Speak Up

Illustration+by+Amy+Marcopulos

Illustration by Amy Marcopulos

I refuse to be one of the silent girls from my school. I will not bite my tongue.

In seventh grade, I was sexually assaulted by one of my teachers, and living through that experience has changed me forever.  

The day I realized the extent of what had happened to me was inarguably the worst day of my life. Our school’s band teacher had disappeared unannounced weeks before, and my class had been jumping from substitute to substitute with no explanation of what had happened—until one fateful moment when the truth came out.

Early in the morning at school, one of my unassuming classmates whispered a rumor into my ear, and from the second the words registered in my brain I knew it had to be true. What had previously been a muted memory resurfaced in my mind, the reality of what had happened taking shape for the first time.

Confusion and shock flooded my mind. I remembered the day he grabbed me, months before. I had thought nothing of it because it didn’t make any sense. I remembered seeing him come up behind another girl, the same way he did with me, and suppressing my suspicion, passing it off, because how could anyone like a teacher, a trustworthy, responsible adult, do something so obviously wrong?

Suddenly he wasn’t innocent anymore. Suddenly his actions had a meaning, one that I wished they did not. I wanted the problem to go away, to return to the time-faded memory where it came from and stay there. But I knew that I had to do something to make sure that he never came back again.

The next day I found myself in the main office, trembling, while my counselor motioned to the volleyball in my hands and told me to show her where he had touched me. She told me I looked shaken up, but how could I not? My life had been turned upside down in the span of a day, and now I was telling her things that could both get someone fired and potentially put me in danger.

Power dynamics are terrifying, especially when the person you’re up against is bigger, stronger and older than you. As the situation progressed, as legal documents were signed, as social workers were called in, I began to feel real fear for the first time. What if he came back to school and punished me for speaking up? What if nobody believed me? These questions still haunt me when I try to sleep at night, and sometimes I see him in my dreams. I scream at him, “How could you do this to me?” But he just stares in response. Sometimes he even smiles.

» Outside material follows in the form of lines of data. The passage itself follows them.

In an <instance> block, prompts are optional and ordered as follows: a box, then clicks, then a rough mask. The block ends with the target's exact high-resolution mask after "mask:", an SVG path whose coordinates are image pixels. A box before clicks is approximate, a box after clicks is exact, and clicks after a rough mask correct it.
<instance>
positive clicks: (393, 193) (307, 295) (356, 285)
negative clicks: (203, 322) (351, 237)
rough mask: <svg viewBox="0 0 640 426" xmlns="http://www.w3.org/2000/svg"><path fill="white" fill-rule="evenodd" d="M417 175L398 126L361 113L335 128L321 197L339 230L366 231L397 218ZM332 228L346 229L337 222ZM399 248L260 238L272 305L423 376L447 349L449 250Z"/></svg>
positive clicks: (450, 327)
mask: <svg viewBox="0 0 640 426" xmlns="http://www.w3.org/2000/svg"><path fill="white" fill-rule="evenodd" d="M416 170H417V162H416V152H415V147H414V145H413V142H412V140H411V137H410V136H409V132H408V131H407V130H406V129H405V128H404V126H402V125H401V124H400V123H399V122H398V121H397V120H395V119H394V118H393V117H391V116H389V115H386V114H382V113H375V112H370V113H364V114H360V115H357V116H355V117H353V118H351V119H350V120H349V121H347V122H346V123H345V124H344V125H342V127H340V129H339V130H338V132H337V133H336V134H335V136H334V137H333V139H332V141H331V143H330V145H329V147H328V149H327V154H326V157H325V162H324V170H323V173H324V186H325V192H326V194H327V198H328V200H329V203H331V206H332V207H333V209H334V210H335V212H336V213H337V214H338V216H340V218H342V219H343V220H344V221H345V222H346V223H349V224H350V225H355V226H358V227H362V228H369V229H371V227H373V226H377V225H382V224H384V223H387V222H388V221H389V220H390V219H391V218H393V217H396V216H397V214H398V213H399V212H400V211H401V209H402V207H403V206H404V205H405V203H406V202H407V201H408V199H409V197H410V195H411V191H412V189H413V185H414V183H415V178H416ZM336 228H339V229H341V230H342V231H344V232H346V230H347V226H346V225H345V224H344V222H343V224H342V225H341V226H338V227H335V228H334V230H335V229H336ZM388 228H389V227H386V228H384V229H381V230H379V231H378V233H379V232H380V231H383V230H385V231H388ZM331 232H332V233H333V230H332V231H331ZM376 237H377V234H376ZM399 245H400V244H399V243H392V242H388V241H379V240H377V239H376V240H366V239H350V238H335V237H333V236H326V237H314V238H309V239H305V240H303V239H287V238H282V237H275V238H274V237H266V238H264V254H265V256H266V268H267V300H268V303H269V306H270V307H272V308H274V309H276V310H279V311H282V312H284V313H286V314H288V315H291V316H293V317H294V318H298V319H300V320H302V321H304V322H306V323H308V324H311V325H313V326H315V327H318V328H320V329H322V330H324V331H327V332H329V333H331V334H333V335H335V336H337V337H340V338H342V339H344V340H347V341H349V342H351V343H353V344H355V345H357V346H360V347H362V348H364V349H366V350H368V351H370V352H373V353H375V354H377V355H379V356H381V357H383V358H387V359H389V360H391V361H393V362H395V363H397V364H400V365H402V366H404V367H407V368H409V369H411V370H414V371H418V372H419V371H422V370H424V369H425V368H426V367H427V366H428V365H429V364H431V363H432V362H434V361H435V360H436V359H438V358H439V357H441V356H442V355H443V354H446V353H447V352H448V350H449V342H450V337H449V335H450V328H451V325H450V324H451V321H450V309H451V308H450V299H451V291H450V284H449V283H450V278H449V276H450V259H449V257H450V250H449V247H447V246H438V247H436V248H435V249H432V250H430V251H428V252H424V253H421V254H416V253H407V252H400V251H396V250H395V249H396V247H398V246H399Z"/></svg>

In the vision I see, victims will no longer be shamed or ignored, and teachers, coworkers and peers will learn to respect boundaries.

Though the memories hang over my head every day, they aren’t even the worst consequences of this whole ordeal. The most infuriating part is that I wasn’t the only one. It seems like every time I bring him up, more girls come forward and tell me that they heard the rumors too but were afraid to speak up. Each new person I find magnifies my horror, and the known casualties accumulate as the months go on. I am shocked that this one man, this one despicable human being, has made so many of my friends second guess each male teacher with whom they cross paths, made them lose their trust in the people they love, made them afraid. One man caused so much pain.

The girl who I had seen him harass denied it to our counselor and her parents because she was afraid of the repercussions of telling the truth. When they finally convinced her to be honest, she told them that it had happened once. She later admitted to me that he had grabbed her seven times.

Then, in Washington D.C. on a school trip, my roommate started talking. Somehow the teacher came up in our conversation, and after hearing from me, she realized that she hadn’t been the only one he assaulted. She thought he had targeted her because she was a bad student. She thought it was her fault.

Some people who don’t know the truth joke about our teacher and think it’s funny. Some of my friends from middle school joke about act like it’s all lies, like the teacher they knew could never have done such a thing. When I tell them it was all real, profuse apologies follow. They hadn’t thought what they were saying meant anything to me, when in fact it meant everything.

There are victims of sexual harassment everywhere, and so many abusers whose secrets stay safe. The teacher escaped unscathed and moved back to Saipan with his girlfriend. He faced no consequences for the suffering he left in his wake.

Though my teacher may never face justice, I hope that other perpetrators of this crime will get the punishment they deserve. I hope that as time moves forward and more people find the courage to address sexual assault, society’s view of this crime will change. In the vision I see, victims will no longer be shamed or ignored, and teachers, coworkers and peers will learn to respect boundaries. Other people won’t have to go through what I experienced.

To people who have been sexually assaulted: your voice has the power to bring about this change. I am so thankful that I had my family and friends to support me going through the reporting process, encouraging me to speak up, because otherwise I may have stayed silent forever. If I hadn’t accused the teacher, he might have stayed at the school and assaulted more girls, and that’s a possibility I can’t bear to think about. I can’t go back and change what happened to me, but in that moment I made the best decision I could have to help save other girls. For that I am proud.

Even if you have no exposure to this problem whatsoever, please recognize that there are others who are directly affected by the issue. Do your best to be empathetic with victims, because it’s a very difficult and painful topic to talk about. Believing and protecting victims is a big step towards creating a society that actively works to prevent sexual assault. If you see or hear about sexual assault, report it, and if you think somebody is a victim, please reach out to them; you never know what your actions can do to help someone in need.